Así fue. Mientras la vieja roncaba a pierna suelta, la joven mujer preparó un apetitoso y pantagruélico locro cerreño con grandes tronchas de carne. Floridos granos de cancha con abundante queso mantecoso. Riquísimos tamales de carne de chancho. Para cerrar el banquete; un charquicán con abundante achiote y exquisitas papas amarillas con harto ají. Todo esto, remojado con sabrosa chicha de jora. Cuando hubo terminado de cocinar, llamó a las otras nueras que, vacilantemente temblorosas, se sentaron a la mesa. En menos de una hora, las tres mujeres dieron cuenta completa de los potajes y ahítas y contentas, se quedaron dormidas.

Cuando ya las sombras de la tarde invadían el horizonte, la vieja suegra despertó sobresaltada por el silencio que se había aposentado en la casa. Intrigada se puso de pie y con horror vio que sus tres nueras dormían sosegadamente recostadas sobre las mesas donde se veían numerosos platos diseminados aquí y allá. Con la bilis removiéndole las entrañas, comenzó a lanzar insultos e imprecaciones mortales, en tanto que frenéticamente las castigaba con el zurriago.
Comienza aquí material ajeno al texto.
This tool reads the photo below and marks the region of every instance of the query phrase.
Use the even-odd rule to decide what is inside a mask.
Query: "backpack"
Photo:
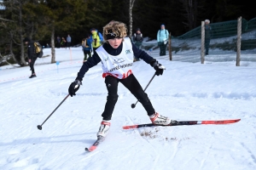
[[[38,42],[34,42],[35,54],[37,57],[41,58],[43,56],[43,47]]]

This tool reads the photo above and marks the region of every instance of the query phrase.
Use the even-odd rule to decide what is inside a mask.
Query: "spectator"
[[[141,32],[141,30],[139,28],[137,28],[136,30],[136,32],[133,35],[133,42],[134,42],[135,46],[140,49],[141,46],[143,44],[143,36]],[[134,61],[137,61],[137,60],[139,60],[139,59],[137,59],[137,57],[134,56]]]
[[[32,71],[32,75],[29,76],[29,78],[37,77],[34,70],[34,64],[38,59],[38,56],[35,53],[34,42],[29,39],[28,37],[24,38],[23,42],[25,42],[25,44],[27,45],[28,63],[29,63],[30,70]]]
[[[210,20],[205,20],[205,48],[206,55],[209,54],[210,40],[212,34],[212,27],[210,26]]]
[[[161,25],[160,30],[157,32],[157,42],[160,47],[160,56],[166,54],[166,46],[168,42],[169,32],[166,30],[165,25]]]
[[[90,29],[90,42],[92,42],[93,54],[103,43],[103,37],[101,32],[95,28]]]
[[[71,37],[68,34],[67,37],[67,47],[69,48],[69,49],[70,49],[70,45],[71,45]]]
[[[61,42],[61,48],[67,48],[66,43],[67,43],[67,41],[65,40],[64,37],[62,37]]]
[[[58,48],[61,48],[61,37],[58,36],[56,41],[56,46]]]
[[[91,57],[91,42],[90,39],[90,35],[86,35],[86,38],[84,38],[82,41],[82,48],[84,54],[84,62],[85,62],[90,57]],[[87,58],[88,55],[88,58]]]

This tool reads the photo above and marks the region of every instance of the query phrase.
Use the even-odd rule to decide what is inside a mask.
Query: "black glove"
[[[160,64],[158,61],[155,61],[154,63],[153,63],[152,66],[155,70],[156,76],[162,75],[164,72],[164,70],[166,70],[166,68],[161,64]]]
[[[80,85],[82,85],[82,82],[79,80],[75,80],[70,84],[68,88],[68,94],[71,97],[76,95],[76,92],[79,89]]]

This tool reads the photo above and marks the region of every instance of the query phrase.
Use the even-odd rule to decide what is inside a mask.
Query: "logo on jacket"
[[[119,59],[119,60],[113,60],[113,64],[122,63],[122,62],[125,62],[125,60],[124,60],[123,58],[120,58],[120,59]]]
[[[108,56],[107,57],[107,59],[104,59],[104,60],[105,60],[105,61],[108,61]]]
[[[127,50],[125,51],[125,54],[131,54],[131,49],[127,49]]]

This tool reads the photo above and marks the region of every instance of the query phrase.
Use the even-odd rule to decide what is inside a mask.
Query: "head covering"
[[[206,20],[205,22],[207,22],[210,24],[210,20]]]
[[[103,27],[103,38],[105,40],[124,38],[126,36],[127,27],[126,25],[122,22],[112,20]]]
[[[108,30],[107,40],[113,39],[113,38],[120,38],[120,33],[119,31],[117,31],[119,32],[119,36],[117,36],[114,32],[113,32],[112,30]]]
[[[28,38],[28,37],[25,37],[24,39],[23,39],[23,42],[30,42],[30,39]]]

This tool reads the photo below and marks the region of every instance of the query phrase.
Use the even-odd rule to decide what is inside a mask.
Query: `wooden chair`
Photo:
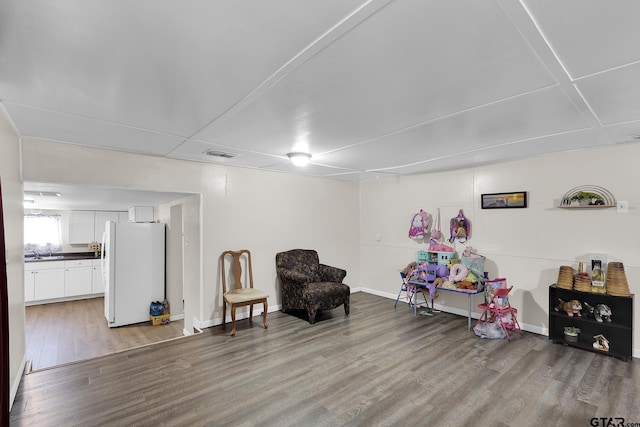
[[[269,325],[267,325],[267,295],[266,292],[263,292],[258,289],[254,289],[253,287],[253,271],[251,269],[251,252],[247,249],[242,249],[240,251],[224,251],[220,256],[222,262],[222,329],[226,327],[227,321],[227,304],[231,306],[231,336],[236,335],[236,308],[249,306],[249,322],[252,321],[253,318],[253,305],[254,304],[262,304],[263,312],[262,312],[262,323],[264,328],[267,329]],[[233,286],[227,286],[226,280],[226,268],[227,262],[226,259],[230,258],[230,269],[231,275],[233,276],[233,282],[230,280],[230,284],[233,283]],[[249,276],[249,286],[245,287],[242,284],[242,263],[241,259],[245,260],[245,276]],[[231,279],[231,277],[230,277]]]

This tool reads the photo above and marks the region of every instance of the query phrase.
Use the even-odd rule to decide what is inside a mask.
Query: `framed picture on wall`
[[[527,207],[527,192],[492,193],[482,195],[482,209],[514,209]]]

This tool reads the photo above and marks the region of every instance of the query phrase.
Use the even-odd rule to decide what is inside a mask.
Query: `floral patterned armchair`
[[[282,289],[282,312],[306,310],[309,323],[319,310],[344,305],[349,314],[351,289],[342,283],[347,272],[320,264],[318,253],[309,249],[292,249],[276,255],[276,272]]]

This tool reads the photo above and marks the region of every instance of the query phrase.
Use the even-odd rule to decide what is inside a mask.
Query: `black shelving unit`
[[[558,299],[563,301],[578,300],[584,306],[592,307],[606,304],[611,309],[611,322],[598,322],[593,317],[567,315],[563,311],[555,311]],[[581,332],[577,342],[564,339],[565,326],[575,326]],[[609,340],[609,351],[597,350],[593,347],[594,335],[602,334]],[[549,286],[549,339],[557,344],[564,344],[616,357],[628,361],[633,356],[633,294],[618,297],[590,292],[580,292]]]

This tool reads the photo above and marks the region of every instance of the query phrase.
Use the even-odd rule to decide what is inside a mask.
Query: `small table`
[[[414,282],[413,280],[410,280],[408,282],[410,285],[413,286],[420,286],[423,288],[427,288],[430,285],[433,286],[433,283],[429,283],[429,282]],[[459,294],[466,294],[467,295],[467,299],[468,299],[468,308],[467,308],[467,328],[469,330],[471,330],[471,296],[473,295],[478,295],[480,293],[483,293],[484,291],[479,291],[477,289],[450,289],[450,288],[442,288],[442,287],[437,287],[436,290],[438,291],[447,291],[447,292],[456,292]],[[433,308],[433,300],[431,300],[431,308]]]

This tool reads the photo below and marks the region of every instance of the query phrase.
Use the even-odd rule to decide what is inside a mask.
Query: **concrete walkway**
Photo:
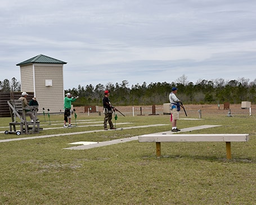
[[[159,126],[159,125],[158,125],[158,126]],[[181,129],[181,131],[179,132],[178,133],[190,132],[190,131],[196,131],[197,129],[205,129],[205,128],[210,128],[212,127],[218,127],[218,126],[221,126],[221,125],[205,125],[193,127],[191,127],[191,128]],[[133,128],[134,128],[134,127],[133,127]],[[124,129],[125,129],[125,128],[124,128]],[[172,131],[167,131],[167,132],[159,132],[159,133],[154,133],[154,134],[174,134],[174,133],[177,133],[177,132],[173,133]],[[88,149],[91,149],[92,148],[100,147],[105,146],[107,146],[107,145],[118,144],[119,143],[131,142],[131,141],[135,141],[135,140],[138,140],[138,136],[134,136],[134,137],[123,138],[123,139],[114,139],[114,140],[111,140],[111,141],[109,141],[93,143],[92,144],[89,144],[89,145],[80,145],[80,146],[75,146],[75,147],[69,147],[69,148],[64,148],[64,150],[88,150]]]
[[[122,124],[122,123],[120,123],[120,124]],[[123,124],[126,124],[126,123],[123,123]],[[62,134],[50,134],[50,135],[43,135],[43,136],[34,136],[34,137],[20,137],[20,138],[19,138],[1,139],[1,140],[0,140],[0,143],[1,143],[1,142],[12,142],[12,141],[21,141],[21,140],[45,138],[47,138],[47,137],[67,136],[74,135],[74,134],[81,134],[91,133],[95,133],[95,132],[114,132],[115,131],[122,130],[122,129],[133,129],[133,128],[141,128],[150,127],[165,126],[165,125],[169,125],[169,124],[152,124],[152,125],[141,125],[141,126],[129,127],[125,127],[125,128],[118,128],[118,129],[109,129],[108,131],[104,131],[104,129],[98,129],[98,130],[96,130],[96,131],[83,131],[83,132],[72,132],[72,133],[62,133]],[[102,125],[101,124],[101,126]],[[75,129],[75,128],[62,128],[62,129],[73,129],[73,128]]]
Al despertar, las dos primeras quedaron atónitas y mudas. Sólo la menor se le enfrentó osadamente. Loca como una fiera, la vieja descargaba golpes sobre el cuerpo de la joven, la que –fuerte como era- cogió a la suegra por los pelos e inmovilizándola. Ordenó que las otras pegaran a la tirana por los flancos. Las nueras no esperaron más y la emprendieron a golpes contra la vieja abusiva. Una le pegó a más no poder en el costado izquierdo y la otra en el costado derecho. Cuando las mayores quedaron rendidas, la más joven derribó a la vieja por el piso y allí la molió a golpes con una estaca. Como la agraviada lanzaba aterradores gritos, la última nuera cogió una aguja de arriero y untándola de sal, ají y pimienta, infligió múltiples pinchazos en la lengua de la vieja hasta que enmudeció al hinchársele descomunalmente. Débil y desmedrada como era, cayó en trance de muerte.
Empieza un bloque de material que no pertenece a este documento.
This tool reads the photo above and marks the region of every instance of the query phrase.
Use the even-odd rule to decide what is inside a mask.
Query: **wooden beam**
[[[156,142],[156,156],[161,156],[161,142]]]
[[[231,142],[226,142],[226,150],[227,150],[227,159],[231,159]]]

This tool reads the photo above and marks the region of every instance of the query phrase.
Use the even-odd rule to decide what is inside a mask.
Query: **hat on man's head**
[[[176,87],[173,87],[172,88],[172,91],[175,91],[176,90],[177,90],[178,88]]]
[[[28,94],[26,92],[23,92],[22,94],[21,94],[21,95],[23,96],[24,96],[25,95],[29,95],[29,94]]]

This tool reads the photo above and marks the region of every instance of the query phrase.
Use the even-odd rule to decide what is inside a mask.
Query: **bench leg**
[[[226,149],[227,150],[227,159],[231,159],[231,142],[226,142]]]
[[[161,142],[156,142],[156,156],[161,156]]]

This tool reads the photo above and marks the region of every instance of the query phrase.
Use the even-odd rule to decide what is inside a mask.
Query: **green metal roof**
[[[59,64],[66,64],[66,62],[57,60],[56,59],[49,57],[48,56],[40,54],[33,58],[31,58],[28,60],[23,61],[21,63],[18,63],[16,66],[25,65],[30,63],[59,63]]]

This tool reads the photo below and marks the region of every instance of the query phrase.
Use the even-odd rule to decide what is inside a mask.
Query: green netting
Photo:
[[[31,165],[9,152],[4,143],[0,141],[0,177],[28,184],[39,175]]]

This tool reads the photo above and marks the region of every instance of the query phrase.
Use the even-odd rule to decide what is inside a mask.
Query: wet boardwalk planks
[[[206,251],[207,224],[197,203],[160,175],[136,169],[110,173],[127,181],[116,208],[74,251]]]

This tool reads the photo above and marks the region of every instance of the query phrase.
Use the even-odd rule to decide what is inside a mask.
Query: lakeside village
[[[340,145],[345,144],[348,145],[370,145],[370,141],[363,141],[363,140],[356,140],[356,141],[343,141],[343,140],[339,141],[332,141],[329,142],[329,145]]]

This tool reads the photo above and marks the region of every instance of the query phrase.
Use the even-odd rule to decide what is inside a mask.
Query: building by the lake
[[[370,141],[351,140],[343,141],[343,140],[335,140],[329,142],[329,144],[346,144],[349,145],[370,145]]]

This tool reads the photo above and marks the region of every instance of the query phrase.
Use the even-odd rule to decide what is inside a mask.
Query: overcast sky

Las mujeres metieron a la suegra entre las sábanas de bayeta y la cubrieron con gruesas cobijas de lana. Al poco rato, los cansados mineros llegaban a casa.
– ¡No sabes esposo mío, la desgracia que nos ha ocurrido!.- dijo fingidamente atribulada la mayor.
– ¡¿Que ha pasado mujer?! – preguntó el marido.
– ¡Nuestra pobre madre se nos muere!- replicó la segunda.
– Sí, querido –respondió la más joven de las mujeres- De repente se puso mal. Parece que le ha dado un fuerte mal aire porque no puede moverse; ni siquiera logra decir palabra.
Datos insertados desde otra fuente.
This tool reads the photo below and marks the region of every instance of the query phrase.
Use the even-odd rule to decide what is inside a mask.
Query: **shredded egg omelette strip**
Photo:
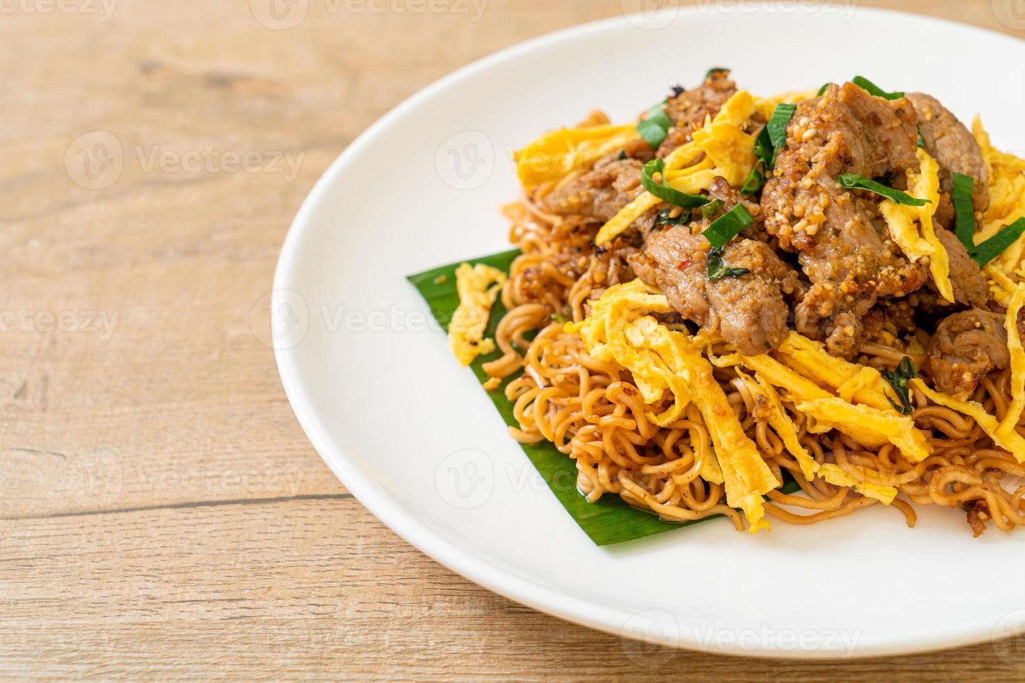
[[[934,403],[957,411],[975,420],[982,427],[982,430],[993,439],[993,443],[1013,455],[1019,463],[1025,463],[1025,438],[1022,438],[1021,434],[1014,429],[1000,431],[1000,424],[996,421],[996,418],[986,412],[982,403],[974,400],[958,400],[953,396],[934,391],[926,386],[921,378],[915,378],[911,380],[911,383]]]
[[[791,367],[832,387],[844,400],[893,412],[886,394],[888,382],[874,368],[829,355],[822,344],[796,332],[787,335],[779,350]]]
[[[975,236],[979,244],[1025,217],[1025,159],[995,150],[979,117],[972,124],[972,134],[989,167],[989,206]],[[1023,257],[1025,238],[1019,238],[983,268],[993,298],[1003,306],[1009,305],[1017,284],[1025,281]]]
[[[689,335],[669,330],[650,312],[669,312],[661,294],[634,280],[610,287],[591,302],[591,312],[576,332],[587,353],[630,371],[646,403],[660,400],[668,389],[673,403],[653,421],[661,426],[679,419],[692,401],[701,413],[725,479],[727,503],[743,510],[751,532],[769,528],[763,496],[780,482],[740,425],[726,393],[712,377],[711,365]]]
[[[820,465],[809,455],[805,446],[801,444],[801,439],[797,437],[797,429],[794,427],[793,421],[786,414],[786,411],[783,410],[783,404],[779,400],[779,394],[776,393],[773,385],[760,377],[751,378],[739,371],[737,374],[755,400],[757,401],[762,397],[762,400],[765,401],[764,404],[769,410],[770,426],[772,426],[776,434],[782,439],[786,450],[797,461],[797,465],[801,467],[801,471],[807,480],[811,481],[818,475],[833,485],[854,488],[862,496],[874,498],[886,505],[890,505],[897,497],[897,489],[893,486],[863,483],[849,475],[838,465],[829,463]]]
[[[690,142],[665,158],[665,181],[672,188],[692,195],[708,189],[716,175],[729,180],[731,185],[743,184],[756,162],[756,135],[745,133],[744,128],[755,112],[765,114],[767,109],[771,115],[767,100],[755,100],[746,90],[734,93],[710,122],[691,134]],[[694,163],[702,154],[704,159]],[[594,244],[608,244],[659,202],[661,200],[651,193],[642,193],[602,226]]]
[[[993,237],[1004,225],[1025,217],[1025,159],[994,148],[979,117],[972,124],[972,134],[989,167],[989,206],[975,236],[975,242],[979,244]],[[1019,238],[988,265],[1013,273],[1021,265],[1023,252],[1025,238]]]
[[[804,342],[802,345],[805,345]],[[814,347],[814,342],[808,340],[808,345]],[[825,354],[824,350],[822,353]],[[850,369],[837,372],[840,366],[833,361],[795,364],[795,366],[801,367],[803,372],[809,372],[816,380],[829,385],[834,390],[844,387],[852,378],[855,378],[858,381],[858,386],[861,386],[866,377],[862,373],[861,367],[840,358],[835,360],[849,366]],[[770,384],[787,391],[789,399],[794,402],[796,409],[807,414],[812,420],[812,424],[808,427],[811,432],[821,433],[837,429],[862,443],[874,447],[890,442],[900,449],[904,457],[913,463],[925,460],[931,453],[926,435],[915,428],[914,422],[909,417],[897,413],[889,404],[885,409],[880,409],[872,405],[871,402],[851,403],[843,397],[829,393],[815,381],[798,374],[767,353],[743,356],[743,364]],[[861,395],[865,391],[871,391],[874,396],[874,393],[880,389],[861,386],[858,391],[852,392],[853,397]],[[877,402],[877,398],[873,397],[872,402]]]
[[[929,200],[929,204],[905,206],[892,200],[883,200],[879,210],[887,219],[894,242],[908,258],[916,261],[929,257],[929,271],[936,283],[936,289],[944,299],[953,302],[950,259],[933,227],[933,215],[940,204],[940,165],[921,147],[918,147],[917,154],[920,169],[917,173],[908,171],[908,194],[917,199]]]
[[[605,155],[640,137],[637,127],[585,126],[545,133],[516,153],[516,170],[525,189],[589,168]]]
[[[506,276],[498,268],[483,263],[460,263],[455,269],[459,306],[449,323],[449,348],[463,366],[468,366],[479,355],[495,350],[495,342],[484,339],[484,331]]]
[[[1022,349],[1021,335],[1018,333],[1018,312],[1025,303],[1025,285],[1019,285],[1011,298],[1003,327],[1008,331],[1008,351],[1011,354],[1011,405],[997,428],[1001,434],[1013,432],[1025,409],[1025,350]]]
Los hijos se precipitaron a la habitación de la suegra y apesadumbrados rodearon el lecho. La vieja estaba hinchada y amoratada como un odre, muda, sin decir palabra, impedida por una gigantesca lengua que parecía un atado de trapos. Sin embargo, haciendo esfuerzos supremos y aprovechando que sus hijos la miraban compungidos, señaló a la mayor de sus nueras y luego se tomó el costado izquierdo; inmediatamente después, apuntó a la segunda e indicó el costado derecho y, señalando a la menor, indicaba constantemente el suelo. Y agobiada por el esfuerzo perdió el conocimiento.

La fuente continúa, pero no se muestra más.